正法眼蔵がなければ死んでいた 私にとっての正法眼蔵 仏性その九十六

 岩波文庫99、100ページ「いま天上人間(てんじょうじんかん)、大千法界(だいせんほうかい)に流布(るふ)せる仏法を見聞せる前後の皮袋(ひたい)、たれか道取(どうしゅ)せる「身現相は仏性なり」と。大千界にはたゞ提婆尊者のみ道取せるなり。余者(よしゃ)はたゞ、仏性は眼見耳聞心識等にあらずとのみ道取するなり。身現は仏性なりとしらざるゆゑに道取せざるなり」
 天上界、人間界、大宇宙丸ごと全てに行き渡っている仏法を見たり聞いたりした過去や現在の人々(皮袋、道元禅師は人間のことを皮袋とか臭皮袋(しゅうひたい)と表現されることが多い)の中で、誰が「現実の身体を現すことが仏性である」と言ったであろうか。この大宇宙の中では提婆尊者だけがおっしっゃったのである。それ以外の人々は、仏性は目では見えない、耳では聞けない、心で知ることができないと言っているだけである。この現実の体を現すことが仏性なのだと知らないから、そう言えないのだ。

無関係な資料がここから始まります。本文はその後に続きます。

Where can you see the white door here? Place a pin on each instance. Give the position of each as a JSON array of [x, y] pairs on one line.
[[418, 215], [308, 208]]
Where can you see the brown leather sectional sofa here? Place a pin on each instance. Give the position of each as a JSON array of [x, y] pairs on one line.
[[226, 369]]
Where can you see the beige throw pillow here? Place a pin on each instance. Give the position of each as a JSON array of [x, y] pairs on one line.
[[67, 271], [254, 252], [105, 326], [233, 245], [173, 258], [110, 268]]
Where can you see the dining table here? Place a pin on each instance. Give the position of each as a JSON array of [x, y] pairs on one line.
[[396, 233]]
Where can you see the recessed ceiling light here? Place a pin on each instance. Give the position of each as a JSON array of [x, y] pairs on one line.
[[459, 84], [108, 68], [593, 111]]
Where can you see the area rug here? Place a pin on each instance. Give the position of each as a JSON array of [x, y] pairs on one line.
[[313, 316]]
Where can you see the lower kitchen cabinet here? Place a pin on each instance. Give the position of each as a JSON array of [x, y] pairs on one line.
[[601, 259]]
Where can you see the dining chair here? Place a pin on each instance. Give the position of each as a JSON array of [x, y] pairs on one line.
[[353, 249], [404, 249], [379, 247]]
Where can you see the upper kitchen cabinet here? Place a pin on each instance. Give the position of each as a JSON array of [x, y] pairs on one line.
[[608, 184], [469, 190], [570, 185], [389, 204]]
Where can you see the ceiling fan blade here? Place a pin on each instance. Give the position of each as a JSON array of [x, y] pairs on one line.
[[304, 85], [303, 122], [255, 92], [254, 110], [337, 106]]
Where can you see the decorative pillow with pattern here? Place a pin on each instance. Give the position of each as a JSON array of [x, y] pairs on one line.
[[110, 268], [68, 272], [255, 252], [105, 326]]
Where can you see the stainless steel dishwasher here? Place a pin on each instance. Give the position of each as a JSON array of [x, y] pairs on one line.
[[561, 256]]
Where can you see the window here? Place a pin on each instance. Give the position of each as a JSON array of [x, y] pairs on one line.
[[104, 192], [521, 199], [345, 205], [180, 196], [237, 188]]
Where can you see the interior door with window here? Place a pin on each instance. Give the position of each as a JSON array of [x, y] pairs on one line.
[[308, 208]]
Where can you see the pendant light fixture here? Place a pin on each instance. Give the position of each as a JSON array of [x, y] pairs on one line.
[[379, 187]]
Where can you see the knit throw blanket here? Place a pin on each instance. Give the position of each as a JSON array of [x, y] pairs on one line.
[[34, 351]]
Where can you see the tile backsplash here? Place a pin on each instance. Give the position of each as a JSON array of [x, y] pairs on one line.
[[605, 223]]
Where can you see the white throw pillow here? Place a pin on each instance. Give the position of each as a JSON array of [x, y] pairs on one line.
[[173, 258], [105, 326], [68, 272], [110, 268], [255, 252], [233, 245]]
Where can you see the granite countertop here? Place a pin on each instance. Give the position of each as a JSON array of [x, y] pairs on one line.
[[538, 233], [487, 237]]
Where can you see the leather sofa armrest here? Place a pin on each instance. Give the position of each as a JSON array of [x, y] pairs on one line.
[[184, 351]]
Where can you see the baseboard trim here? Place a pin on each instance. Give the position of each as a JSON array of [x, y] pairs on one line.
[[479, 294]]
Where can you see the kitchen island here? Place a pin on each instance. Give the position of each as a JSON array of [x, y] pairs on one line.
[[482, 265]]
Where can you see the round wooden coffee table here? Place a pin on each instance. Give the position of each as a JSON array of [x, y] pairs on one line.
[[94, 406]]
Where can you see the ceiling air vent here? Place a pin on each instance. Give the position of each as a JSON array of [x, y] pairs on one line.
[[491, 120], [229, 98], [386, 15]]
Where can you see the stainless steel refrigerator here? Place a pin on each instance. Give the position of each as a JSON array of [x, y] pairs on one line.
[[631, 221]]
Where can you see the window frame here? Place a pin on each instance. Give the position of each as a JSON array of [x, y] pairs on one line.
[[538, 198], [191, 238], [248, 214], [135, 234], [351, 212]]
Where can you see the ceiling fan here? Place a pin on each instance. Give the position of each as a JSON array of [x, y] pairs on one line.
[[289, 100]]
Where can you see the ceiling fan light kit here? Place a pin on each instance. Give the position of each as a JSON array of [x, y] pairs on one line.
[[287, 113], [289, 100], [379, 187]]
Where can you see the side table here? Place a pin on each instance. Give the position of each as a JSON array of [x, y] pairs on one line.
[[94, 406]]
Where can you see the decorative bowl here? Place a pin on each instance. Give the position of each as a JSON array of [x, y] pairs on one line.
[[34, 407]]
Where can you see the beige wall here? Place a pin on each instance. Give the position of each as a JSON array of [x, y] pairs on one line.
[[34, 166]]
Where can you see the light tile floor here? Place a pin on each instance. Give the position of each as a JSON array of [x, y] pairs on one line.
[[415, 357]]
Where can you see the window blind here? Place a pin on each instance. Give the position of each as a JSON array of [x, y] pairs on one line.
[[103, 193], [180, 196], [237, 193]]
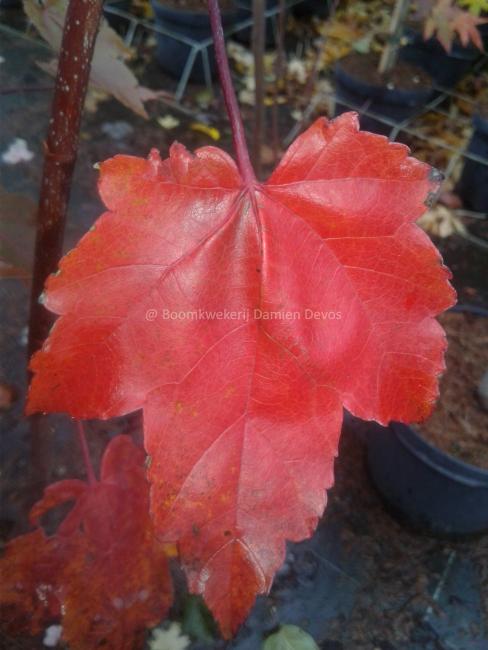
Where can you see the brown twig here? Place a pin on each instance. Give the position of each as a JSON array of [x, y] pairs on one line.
[[279, 78], [61, 146]]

 仏教は大宇宙の真理を説いているから、仮に天上界というようなものがあったとしても、そこにも行き渡っているし、人間の世界(人間(じんかん))にも、大宇宙全てに行き渡っていることになる。そして仏性とは現実の、この体であり、現実の存在全てのことだ。
 仏教は現実を相手にしているから、仏性が目には見えないだとか、訳の分からない超常現象のようなものとはしない。けれど、仏教をそういうものとして、人をたぶらかして、金儲けしようとする輩が後を絶たない。
 騙されちゃいけません。仏教は現実そのものなのだ。
普通のことを普通にするだけなのだ。
 コロナにしたって、対策が遅いのだの、救えた命があるだの、批判がある。批判はそれなりに意味があると思うし、批判をよく検証して今後に活かしてもらいたいとは思う。

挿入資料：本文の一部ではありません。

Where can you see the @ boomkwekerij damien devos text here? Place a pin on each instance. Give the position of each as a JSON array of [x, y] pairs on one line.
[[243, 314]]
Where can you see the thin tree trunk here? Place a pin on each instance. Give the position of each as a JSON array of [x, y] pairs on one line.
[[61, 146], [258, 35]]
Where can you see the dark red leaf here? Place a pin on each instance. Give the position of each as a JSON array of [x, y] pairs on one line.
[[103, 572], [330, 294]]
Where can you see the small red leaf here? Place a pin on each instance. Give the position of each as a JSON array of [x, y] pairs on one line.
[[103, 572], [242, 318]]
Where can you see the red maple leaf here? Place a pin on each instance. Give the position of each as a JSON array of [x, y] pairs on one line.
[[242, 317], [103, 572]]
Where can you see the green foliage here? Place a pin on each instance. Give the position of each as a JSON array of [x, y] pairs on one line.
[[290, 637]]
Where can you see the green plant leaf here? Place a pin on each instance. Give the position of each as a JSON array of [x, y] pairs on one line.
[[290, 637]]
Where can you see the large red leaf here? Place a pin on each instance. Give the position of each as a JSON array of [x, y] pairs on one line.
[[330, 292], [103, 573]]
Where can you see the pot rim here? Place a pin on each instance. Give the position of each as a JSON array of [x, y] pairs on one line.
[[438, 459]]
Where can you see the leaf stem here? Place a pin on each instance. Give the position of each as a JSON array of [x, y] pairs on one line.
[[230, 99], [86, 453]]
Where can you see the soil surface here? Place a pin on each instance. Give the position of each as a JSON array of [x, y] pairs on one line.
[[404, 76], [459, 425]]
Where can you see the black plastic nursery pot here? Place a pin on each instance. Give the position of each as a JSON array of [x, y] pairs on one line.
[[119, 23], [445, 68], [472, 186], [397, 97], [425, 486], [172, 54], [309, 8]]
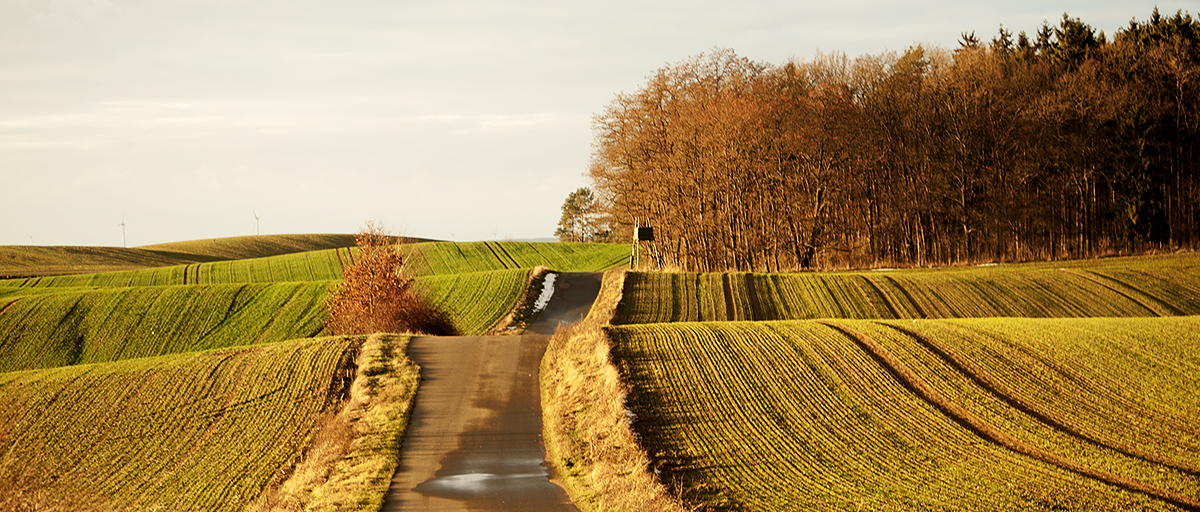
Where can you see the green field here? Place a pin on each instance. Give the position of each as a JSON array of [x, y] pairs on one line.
[[205, 431], [18, 261], [72, 326], [1120, 287], [111, 324], [1054, 414], [424, 259], [107, 402], [259, 246]]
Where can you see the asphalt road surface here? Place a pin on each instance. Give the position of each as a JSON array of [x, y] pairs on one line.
[[474, 439]]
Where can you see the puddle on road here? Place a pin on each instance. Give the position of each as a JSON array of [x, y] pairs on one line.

 しかし、現実をよく踏まえないといけないと思う。対策を打つにしても、人的資源、物的資源、資金は有限なのだ。何をどういう順番で資源を割り振るか、それができなければ総崩れだと思う。
 以前も書いたが、だから一定数の犠牲は不可避だ。犠牲皆無みたいな、空理空論はやめてほしい。
 詳しくは知らないが、スウェーデンは一定の対策は実施するが、国民の六割だか七割だかに自然免疫が備わるのを待つという政策だという。そのため、致死率は高めだそうだ。何故、スウェーデンはこの政策を取り得たのかは知らない。けれど、ワクチン無し、治療薬無しの中で、一つの合理的方法だろう。

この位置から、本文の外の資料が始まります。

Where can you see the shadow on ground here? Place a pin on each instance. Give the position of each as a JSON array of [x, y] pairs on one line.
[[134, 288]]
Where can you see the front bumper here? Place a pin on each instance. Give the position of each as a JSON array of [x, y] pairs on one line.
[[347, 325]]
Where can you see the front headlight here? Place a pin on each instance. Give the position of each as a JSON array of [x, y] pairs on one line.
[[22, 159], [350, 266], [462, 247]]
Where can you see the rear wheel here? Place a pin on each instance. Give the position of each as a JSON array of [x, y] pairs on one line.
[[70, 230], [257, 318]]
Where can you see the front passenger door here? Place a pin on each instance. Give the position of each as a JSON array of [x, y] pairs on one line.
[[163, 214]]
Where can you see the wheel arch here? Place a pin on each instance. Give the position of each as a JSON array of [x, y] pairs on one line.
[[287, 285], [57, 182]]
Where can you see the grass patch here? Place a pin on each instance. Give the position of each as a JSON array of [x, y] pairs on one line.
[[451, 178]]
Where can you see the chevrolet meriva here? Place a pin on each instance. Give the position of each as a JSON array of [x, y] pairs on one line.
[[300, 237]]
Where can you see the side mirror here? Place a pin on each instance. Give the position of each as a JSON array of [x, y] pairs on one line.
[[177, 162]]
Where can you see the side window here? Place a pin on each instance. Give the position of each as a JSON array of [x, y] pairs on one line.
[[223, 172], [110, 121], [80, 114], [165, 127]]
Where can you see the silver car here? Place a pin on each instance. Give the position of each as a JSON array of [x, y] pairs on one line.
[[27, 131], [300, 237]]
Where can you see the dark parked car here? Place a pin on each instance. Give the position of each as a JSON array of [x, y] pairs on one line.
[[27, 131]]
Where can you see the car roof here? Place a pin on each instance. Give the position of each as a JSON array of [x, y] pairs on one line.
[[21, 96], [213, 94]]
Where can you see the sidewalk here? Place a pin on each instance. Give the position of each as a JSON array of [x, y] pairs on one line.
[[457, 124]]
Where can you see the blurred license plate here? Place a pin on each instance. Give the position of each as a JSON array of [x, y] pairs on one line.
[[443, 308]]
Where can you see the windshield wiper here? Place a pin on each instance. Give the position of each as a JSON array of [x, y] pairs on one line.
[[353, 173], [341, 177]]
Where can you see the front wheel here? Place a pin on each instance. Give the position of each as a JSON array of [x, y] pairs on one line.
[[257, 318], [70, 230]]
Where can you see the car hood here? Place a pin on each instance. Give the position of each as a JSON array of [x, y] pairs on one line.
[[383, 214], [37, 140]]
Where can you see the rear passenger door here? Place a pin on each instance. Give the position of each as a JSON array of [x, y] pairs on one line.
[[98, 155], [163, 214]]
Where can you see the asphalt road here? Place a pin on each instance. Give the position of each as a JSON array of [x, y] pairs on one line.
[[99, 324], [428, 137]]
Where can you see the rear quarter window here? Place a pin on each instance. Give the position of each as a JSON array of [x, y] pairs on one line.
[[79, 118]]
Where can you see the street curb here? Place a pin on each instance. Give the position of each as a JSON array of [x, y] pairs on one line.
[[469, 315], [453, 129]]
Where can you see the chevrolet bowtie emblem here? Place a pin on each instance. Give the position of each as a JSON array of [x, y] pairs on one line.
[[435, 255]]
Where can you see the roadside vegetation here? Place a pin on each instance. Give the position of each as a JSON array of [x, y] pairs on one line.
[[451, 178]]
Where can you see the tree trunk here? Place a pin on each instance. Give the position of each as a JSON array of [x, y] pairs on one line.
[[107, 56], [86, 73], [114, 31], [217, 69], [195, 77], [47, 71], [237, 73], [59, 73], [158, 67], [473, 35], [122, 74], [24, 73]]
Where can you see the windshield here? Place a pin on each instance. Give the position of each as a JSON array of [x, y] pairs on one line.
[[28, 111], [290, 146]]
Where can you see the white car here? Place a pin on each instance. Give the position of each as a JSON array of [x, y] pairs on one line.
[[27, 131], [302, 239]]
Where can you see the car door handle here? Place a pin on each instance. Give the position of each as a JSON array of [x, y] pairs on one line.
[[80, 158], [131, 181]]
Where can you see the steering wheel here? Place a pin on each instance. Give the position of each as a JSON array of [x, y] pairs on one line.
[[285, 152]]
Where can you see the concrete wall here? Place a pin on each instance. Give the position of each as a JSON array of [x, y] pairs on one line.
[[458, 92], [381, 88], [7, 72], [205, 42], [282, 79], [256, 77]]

 いずれにしても、一人一人が、事実、現実を捉えて、毎日瞬間瞬間をどう行動するかしか、解決法はない。
 パチンコやめなさいと言ったって行っちゃう人たちがいるのも事実で、それがこの国の現実だ。その結果は現実のものとして、現れる。
 全て現実が答えだ。答えが出てから、つべこべ言っても遅い。
 坐禅して、しみじみそういうことを分かってもらいたいとは思うんだけどね。